Karena pernyataan Bunda bikin aku kepikiran seminggu ini. Kenapa tidak aku tanyakan saja langsung sama Mama?
Padahal aku sudah meyakinkan diri untuk enggak memikirkan saran Bunda. Namun, mau bagaimanapun, jauh di lubuk hati terdalam, aku... ingin bertemu Mama. Aku ingin bicara dari hati ke hati tentang diriku dari sudut pandang Mama. Kenapa Mama meninggalkanku? Kenapa Mama tidak sedikit pun tertarik bicara dengan anaknya? Oke, waktu itu mama masih remaja labil. Mama pasti sakit hati dengan kehadiranku yang mengacaukan hidupnya. Namun, sekarang bukannya Mama sudah jauh lebih dewasa? Seharusnya usianya yang hampir mendekati angka empat puluh telah mendewasakan pola pikirnya, kan? Apa aku terlalu menakutkan sehingga Mama tidak mau menghadapiku?
Bzzzzt. Bzzzzzzt.
Astaga! Kenapa Bang Ghani meneleponku? Dadaku sampai berdebar enggak keruan hanya karena telepon dia.
“Halo bang Ghani,” sapaku.
“Dek, Abang punya info lowongan kerja,” ucapnya tanpa ba bi bu. Mencelos hatiku. Aku ngarepin apa, sih? Mau denger dia bilang Ai lop Yu? Mungkin aku butuh yang manis-manis.
“Oh ya, Bang? Pas banget aku memang butuh kerja,” sahutku dibuat ceria.
“Emang lamaran di toko roti kepunyaan Chef Aresta Dian Sasongko belum ada kabar ya, Dek?”
“Belum, Bang Ghani. Aku terbuka untuk opsi lain, kok,” jujurku.
“Abang udah drop di WA ya tautannya. Karena kamu enggak baca, makanya Abang telepon.”
“Waaah. Makasih ya, Bang. Nanti aku cek.”
Cih, pake di telepon segala. Emang aku pacar kamu, Bang Ghani? Tapi aku seneng kok, Bang Ghani nelepon aku. Aku enggak hipokrit.

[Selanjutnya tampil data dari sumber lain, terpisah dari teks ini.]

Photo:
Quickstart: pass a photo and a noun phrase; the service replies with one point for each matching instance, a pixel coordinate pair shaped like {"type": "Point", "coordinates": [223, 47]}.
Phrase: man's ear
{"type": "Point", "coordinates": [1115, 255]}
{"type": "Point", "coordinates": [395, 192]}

“Sama-sama. Enggak semua lokernya di Jakarta. Ada juga yang di luar pulau Jawa. Abang dapat info dari senior kita. Dari grup angkatan 2005.”
“Ooh. Oke.”
“Restoran tempat Abang kerja juga buka, mana tahu kamu berminat kerja di sana. Jadi kita bisa sering ketemu.”
“Oh ya?” kataku sok antusias. Aku juga sok tertawa kecil. Terus, kalau aku kerja di sana, Abang mau apa? Bukannya Abang suka sama temenku, ya?
“Iya. Terus, kata senior kita, ada juga sih yang nyari di Bukittinggi. Tapi kamu pasti nggak mau. Soalnya jauh dan—,”
“Bukittinggi?!” Aku terpaksa memotong ucapan Bang Ghani. Habisnya, gara-gara kata Bukittinggi, pikiranku kembali lagi ke Mama.
”Iya. Kamu... berminat? Hanya toko kecil, Na. Tapi nama pemiliknya sudah malang melintang di dunia dessert. Nama tokonya The Lemon Tea Bakery. ”
“Emang, siapa pemiliknya, Bang Ghani?”
“Yang punya itu temen senior kita. Nama beliau Chef Aruna Cempaka.”
“Aku mau!” kataku terlampau semangat. Aku bisa mendengar Bang Ghani terkesiap. Aku ngomong apa sih? Terlambat untuk menggigit lidah, Alina. Nama Mama membuat otakku macet.
“Apa?! Kamu mau kerja di sana, Na? Yakin?”
“Yakin. Aku enggak pernah seyakin ini dalam hidupku. Terima kasih banyak, Bang Ghani.”
“Hm, ya, sama-sama Nana.”
Klik.
Darah memang lebih kental daripada air. Segala hal tentang Mama membuat adrenalinku terpacu. Walaupun Mama sengaja menjauhkan diri dariku, dari eksistensiku, tapi aku yang akan membuat jarak kami semakin dekat.
Tunggu aku di The Lemon Tea Bakery, Ma. Oh Crap! Tentu kalau lamaranku diterima Mama.
Sedetik kemudian, sebuah notif surat elektronik membuat kepalaku serasa mau meledak. Lamaranku diterima oleh toko roti bergengsi kepunyaan Chef Aresta Dian Sasongko!